Lorsque des travaux devaient être réalisés dans les appartements, Imen a tenté de récupérer le studio. Mais H. a réinvesti les lieux avec d’autres personnes, selon elle. « C’est pour ça qu’il a fait l’inondation, il était pas content. Depuis, ils ont bloqué l’entrée, on ne peut plus rentrer. Et ils se sont réinstallés pour boire le café, ils dorment là-bas et ils regardent des matchs », affirme-t-elle.

Arrivé en France en mars 2024
H. Lahouaiej-Bouhlel est né à M’Saken, en Tunisie, tout comme l’auteur de l’attentat abattu par la police après avoir fait 86 morts et plus de 450 blessés au volant de son 19 tonnes de location.

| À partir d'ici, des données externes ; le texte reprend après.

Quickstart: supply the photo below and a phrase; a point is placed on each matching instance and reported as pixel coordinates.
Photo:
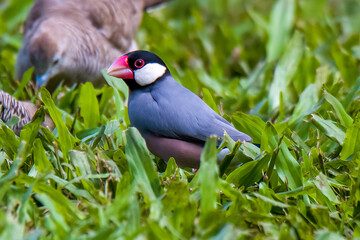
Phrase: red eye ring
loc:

Âgé de 31 ans, H. fait partie d’une fratrie de onze enfants dont Mohamed était le premier garçon. Selon leur père, venu de Tunisie témoigner lors du premier procès devant la cour d’assises spécialement composée en 2022, Mohamed était un enfant compliqué et brutal qui frappait ses frères et sœurs.
La dernière fois que ses parents l’ont vu avant l’attentat, c’était en 2012 lors d’un séjour en Tunisie. Ils ont assuré à la barre du procès n’avoir jamais remarqué la moindre radicalisation chez leur fils.

Selon nos informations, H. a quitté la Tunisie, via Paris, en mars 2024. Il serait immédiatement descendu à Nice.